Levels of Evidence
"That which can be destroyed by the truth should be. That which the truth nourishes should thrive."
What's the Problem?
Evidence-based dentistry is about finding and using the best available evidence from systematic research to yield desirable and predictable clinical outcomes. One would expect that treatment recommendations would generally conform with scientific literature, but what is practised in clinical dentistry differs considerably.
I'm not concerned about the implant surgeon who believes that placing more implants will yield better clinical outcomes, I'm talking about the dentist that zaps you with x-rays in sync with insurance cycles, regardless of your personalised need. Yes, I'm calling them out - too many of those.
Beyond Dogma and Creed
In the world of dentistry, there are superstar lecturers, different schools of thought, and volumes of contradictory literature for the modern dental practitioner; it is often difficult to evaluate what exactly is the best available evidence. Oftentimes, the evidence isn't clear one way or another. The realm of academia has always been full of professional disagreements (I recommend A Short History of Everything by Bill Bryson as a collection of stories about thought-leaders duking it out at the frontier of academia).

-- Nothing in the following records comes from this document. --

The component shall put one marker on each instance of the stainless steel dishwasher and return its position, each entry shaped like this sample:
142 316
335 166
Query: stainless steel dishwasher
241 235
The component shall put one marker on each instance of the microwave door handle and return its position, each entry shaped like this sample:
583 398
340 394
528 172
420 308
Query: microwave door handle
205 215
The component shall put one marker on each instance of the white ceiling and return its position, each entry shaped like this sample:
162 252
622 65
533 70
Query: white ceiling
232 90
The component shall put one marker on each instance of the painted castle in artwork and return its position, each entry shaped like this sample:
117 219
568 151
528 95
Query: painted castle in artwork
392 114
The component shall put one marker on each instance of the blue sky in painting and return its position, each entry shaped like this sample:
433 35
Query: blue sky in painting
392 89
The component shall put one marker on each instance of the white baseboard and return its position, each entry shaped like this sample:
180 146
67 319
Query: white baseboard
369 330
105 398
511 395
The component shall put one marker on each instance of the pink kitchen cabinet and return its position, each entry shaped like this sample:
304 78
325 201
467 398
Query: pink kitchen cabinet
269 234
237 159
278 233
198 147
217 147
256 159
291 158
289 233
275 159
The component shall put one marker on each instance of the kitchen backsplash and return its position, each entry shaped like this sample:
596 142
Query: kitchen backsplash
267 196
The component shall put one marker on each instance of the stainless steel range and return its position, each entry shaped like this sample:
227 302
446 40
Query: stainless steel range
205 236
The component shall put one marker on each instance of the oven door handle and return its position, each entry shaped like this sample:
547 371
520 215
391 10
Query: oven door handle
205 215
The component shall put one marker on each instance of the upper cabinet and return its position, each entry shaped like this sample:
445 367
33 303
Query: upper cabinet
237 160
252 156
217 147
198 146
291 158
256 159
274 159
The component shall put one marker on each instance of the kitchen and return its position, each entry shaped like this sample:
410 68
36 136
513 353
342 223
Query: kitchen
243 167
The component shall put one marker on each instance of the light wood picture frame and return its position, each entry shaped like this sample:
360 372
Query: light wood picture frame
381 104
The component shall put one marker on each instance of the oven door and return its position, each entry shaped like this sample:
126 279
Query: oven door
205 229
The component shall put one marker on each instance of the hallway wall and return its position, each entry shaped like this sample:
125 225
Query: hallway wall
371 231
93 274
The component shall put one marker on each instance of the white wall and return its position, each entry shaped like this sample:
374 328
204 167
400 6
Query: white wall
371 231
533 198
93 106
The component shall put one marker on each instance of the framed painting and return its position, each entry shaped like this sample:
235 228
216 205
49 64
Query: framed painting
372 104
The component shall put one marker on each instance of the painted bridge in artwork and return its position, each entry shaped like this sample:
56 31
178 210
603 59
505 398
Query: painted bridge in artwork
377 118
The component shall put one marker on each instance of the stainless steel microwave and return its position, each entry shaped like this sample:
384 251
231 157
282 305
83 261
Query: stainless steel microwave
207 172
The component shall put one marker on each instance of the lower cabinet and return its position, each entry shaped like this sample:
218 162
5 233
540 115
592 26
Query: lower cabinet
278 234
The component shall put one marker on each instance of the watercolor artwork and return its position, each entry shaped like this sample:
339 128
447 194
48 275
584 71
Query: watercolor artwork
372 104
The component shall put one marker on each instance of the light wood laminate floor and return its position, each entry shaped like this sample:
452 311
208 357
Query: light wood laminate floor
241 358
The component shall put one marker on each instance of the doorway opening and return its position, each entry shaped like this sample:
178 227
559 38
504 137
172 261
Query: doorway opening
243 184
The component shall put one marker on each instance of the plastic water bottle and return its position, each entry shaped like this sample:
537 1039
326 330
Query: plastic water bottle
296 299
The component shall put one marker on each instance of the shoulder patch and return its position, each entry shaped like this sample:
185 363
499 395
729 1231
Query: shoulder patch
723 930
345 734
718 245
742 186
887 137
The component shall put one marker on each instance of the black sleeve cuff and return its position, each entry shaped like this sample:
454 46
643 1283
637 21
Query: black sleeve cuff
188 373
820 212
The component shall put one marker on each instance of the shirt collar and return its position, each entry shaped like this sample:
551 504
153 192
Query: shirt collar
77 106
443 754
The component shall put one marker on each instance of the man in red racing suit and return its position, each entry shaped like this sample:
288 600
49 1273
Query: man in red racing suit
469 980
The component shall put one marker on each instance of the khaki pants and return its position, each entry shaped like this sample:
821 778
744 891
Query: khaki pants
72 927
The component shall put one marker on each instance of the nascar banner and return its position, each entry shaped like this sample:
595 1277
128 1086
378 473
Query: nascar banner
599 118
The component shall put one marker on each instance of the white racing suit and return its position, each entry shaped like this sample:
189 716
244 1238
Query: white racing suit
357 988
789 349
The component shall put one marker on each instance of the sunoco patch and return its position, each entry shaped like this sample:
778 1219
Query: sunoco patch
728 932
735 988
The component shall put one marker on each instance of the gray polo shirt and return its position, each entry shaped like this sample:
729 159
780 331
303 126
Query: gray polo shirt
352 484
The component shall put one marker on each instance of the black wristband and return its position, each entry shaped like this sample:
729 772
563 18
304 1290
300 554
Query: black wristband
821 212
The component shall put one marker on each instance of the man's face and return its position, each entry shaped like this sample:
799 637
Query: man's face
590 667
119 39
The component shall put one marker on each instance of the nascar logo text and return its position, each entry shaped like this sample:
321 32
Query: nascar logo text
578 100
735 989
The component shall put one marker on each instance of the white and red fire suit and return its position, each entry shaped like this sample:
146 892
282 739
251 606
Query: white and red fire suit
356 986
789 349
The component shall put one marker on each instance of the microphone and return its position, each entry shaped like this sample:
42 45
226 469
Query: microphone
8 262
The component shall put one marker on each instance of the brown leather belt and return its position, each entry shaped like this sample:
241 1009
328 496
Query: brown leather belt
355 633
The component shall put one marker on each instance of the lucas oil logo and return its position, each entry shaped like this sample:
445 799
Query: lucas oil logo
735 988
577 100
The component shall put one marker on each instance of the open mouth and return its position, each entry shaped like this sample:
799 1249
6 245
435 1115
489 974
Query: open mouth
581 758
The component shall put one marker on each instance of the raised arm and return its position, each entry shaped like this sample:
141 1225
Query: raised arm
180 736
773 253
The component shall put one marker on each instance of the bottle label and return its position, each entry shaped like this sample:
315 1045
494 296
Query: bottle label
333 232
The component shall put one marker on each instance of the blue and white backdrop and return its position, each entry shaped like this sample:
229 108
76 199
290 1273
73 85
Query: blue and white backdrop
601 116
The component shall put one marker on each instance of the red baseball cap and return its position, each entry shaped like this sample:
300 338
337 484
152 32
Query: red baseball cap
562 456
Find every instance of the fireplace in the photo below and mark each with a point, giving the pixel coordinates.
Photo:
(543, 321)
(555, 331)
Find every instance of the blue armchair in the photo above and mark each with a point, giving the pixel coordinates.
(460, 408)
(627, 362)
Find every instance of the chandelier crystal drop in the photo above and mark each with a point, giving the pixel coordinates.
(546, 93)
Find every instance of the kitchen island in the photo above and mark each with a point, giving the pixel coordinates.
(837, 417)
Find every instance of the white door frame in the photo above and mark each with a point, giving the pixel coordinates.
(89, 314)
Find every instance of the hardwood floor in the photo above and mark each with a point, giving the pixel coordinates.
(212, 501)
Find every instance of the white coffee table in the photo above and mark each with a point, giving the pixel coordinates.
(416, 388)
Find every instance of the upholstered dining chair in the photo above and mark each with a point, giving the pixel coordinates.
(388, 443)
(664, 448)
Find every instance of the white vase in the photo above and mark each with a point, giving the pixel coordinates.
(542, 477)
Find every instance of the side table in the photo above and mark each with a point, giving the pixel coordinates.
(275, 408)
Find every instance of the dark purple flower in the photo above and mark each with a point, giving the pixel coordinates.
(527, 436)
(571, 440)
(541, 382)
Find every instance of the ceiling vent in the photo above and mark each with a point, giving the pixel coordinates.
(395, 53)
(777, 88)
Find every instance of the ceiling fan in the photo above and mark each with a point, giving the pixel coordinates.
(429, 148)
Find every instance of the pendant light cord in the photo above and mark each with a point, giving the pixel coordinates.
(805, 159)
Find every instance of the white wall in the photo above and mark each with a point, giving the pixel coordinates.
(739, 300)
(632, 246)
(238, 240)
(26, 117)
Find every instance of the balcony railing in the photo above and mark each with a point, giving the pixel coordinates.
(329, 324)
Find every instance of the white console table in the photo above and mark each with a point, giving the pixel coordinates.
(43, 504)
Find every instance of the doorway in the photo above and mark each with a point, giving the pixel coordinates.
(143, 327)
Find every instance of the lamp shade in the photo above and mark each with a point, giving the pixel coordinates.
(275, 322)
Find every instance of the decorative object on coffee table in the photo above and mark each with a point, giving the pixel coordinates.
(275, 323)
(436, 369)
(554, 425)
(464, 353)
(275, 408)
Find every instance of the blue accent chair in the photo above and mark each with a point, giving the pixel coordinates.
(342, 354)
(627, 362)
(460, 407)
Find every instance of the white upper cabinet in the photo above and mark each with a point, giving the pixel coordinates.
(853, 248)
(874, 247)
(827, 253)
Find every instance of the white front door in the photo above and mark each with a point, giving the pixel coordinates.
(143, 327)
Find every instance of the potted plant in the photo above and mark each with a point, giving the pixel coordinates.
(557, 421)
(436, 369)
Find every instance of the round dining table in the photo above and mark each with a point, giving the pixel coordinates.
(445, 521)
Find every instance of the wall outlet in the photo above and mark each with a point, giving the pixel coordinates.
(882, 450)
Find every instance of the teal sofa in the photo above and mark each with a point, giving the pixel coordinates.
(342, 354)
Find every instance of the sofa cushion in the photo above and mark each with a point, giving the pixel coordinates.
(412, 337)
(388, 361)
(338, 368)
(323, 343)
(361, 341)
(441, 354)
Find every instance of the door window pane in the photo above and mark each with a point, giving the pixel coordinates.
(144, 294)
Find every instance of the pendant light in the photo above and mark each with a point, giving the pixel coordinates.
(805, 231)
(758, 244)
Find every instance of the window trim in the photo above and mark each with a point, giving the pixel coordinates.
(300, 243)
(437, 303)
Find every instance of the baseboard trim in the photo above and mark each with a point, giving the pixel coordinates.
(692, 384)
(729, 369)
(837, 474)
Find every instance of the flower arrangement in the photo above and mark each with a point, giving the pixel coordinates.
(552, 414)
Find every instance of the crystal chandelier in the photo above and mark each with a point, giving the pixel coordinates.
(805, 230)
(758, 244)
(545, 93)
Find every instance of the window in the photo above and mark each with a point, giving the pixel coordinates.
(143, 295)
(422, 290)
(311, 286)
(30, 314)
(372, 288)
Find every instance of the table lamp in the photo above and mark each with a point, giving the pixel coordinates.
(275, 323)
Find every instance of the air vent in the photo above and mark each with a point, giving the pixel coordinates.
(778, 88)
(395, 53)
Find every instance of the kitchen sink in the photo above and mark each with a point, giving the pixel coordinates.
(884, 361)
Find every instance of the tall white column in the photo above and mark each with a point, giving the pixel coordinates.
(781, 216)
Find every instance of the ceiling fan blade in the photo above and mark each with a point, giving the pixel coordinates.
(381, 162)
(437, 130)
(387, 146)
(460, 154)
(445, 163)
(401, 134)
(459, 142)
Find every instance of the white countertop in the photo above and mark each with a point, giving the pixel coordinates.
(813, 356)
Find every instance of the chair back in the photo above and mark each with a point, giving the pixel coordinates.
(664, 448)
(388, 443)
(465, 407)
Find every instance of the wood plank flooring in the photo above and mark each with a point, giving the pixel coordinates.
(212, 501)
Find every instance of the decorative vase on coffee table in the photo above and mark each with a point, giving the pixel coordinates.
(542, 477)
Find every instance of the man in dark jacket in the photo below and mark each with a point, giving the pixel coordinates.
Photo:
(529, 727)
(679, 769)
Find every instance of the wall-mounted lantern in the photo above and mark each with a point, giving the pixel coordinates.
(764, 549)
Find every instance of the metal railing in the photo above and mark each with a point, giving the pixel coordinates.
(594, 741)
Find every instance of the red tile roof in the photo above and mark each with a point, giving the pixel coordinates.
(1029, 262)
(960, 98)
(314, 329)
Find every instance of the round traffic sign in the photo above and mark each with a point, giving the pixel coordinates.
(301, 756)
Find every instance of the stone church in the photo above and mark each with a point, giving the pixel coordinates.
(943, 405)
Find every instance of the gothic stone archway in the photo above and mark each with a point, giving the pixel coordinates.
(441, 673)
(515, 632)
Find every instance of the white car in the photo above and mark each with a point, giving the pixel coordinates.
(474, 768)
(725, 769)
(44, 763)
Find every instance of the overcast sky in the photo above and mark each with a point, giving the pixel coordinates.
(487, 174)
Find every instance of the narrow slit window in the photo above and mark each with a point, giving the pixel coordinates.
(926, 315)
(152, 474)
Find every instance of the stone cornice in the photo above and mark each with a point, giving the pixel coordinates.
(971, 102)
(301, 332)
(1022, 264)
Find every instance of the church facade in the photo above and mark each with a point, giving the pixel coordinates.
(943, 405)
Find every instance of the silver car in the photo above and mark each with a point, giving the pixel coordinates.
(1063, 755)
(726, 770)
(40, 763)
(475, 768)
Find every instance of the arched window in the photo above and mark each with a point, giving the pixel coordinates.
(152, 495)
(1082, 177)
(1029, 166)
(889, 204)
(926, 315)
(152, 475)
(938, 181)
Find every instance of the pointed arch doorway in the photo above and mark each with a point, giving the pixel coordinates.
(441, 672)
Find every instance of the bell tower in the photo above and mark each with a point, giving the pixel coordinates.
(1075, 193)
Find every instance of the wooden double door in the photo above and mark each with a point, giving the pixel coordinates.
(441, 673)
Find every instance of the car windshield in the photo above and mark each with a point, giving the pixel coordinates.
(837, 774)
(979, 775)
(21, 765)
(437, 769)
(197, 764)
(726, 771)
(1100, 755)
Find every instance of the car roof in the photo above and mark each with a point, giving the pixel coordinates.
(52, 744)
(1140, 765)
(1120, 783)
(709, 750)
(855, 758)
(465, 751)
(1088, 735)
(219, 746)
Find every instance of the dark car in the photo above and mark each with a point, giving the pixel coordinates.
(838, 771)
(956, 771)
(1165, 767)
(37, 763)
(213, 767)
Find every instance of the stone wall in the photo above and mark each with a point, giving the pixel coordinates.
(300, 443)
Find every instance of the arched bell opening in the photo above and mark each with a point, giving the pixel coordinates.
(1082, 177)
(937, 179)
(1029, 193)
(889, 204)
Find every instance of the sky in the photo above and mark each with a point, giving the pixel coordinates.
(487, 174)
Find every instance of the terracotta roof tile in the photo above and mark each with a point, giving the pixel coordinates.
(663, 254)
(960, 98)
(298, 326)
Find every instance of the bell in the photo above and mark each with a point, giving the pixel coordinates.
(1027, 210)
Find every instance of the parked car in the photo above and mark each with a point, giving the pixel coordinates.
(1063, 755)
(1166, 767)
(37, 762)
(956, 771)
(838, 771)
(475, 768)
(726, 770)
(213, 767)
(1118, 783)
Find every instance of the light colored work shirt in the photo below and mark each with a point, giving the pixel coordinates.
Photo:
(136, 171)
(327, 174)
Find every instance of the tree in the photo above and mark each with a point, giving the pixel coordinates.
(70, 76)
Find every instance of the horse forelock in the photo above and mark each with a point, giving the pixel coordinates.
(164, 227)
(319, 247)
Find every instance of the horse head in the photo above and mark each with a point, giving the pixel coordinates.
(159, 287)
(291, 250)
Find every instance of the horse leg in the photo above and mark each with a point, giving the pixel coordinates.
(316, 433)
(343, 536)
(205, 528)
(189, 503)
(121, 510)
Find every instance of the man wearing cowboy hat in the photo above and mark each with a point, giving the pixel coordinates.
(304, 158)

Paradigms change, and it is true that some practitioners adapt quicker than others. Furthermore, you have to be able to evaluate the extent of which the profit-motive influenced your treatment recommendations.
The hierarchy of evidence is the core principal of Evidence-Based Practice, and attempts to address uncertainty about the strength and precision of research methods.
The premise is that the higher up the hierarchy the study design is positioned, the more rigorous the methodology, and the more likely it is that the study design minimises the effect of bias on the results of the study, and therefore provides stronger evidence for treatment recommendations. In most evidence hierarchies, well designed systematic reviews and meta-analyses are at the top of the pyramid, and expert opinion and anecdotal experience are at the bottom.
Dentistry is a nuanced field. More often than not, the literature will conclude that we need higher quality studies for better evidence-based practice. Treatments are highly individualised, because every case is different. However, you should still perform due diligence and ensure that your treatments are in-line with the best available evidence.
At DentalTips.org, we strive to deliver the highest quality of evidence available, so you can make well-informed decisions for yourself.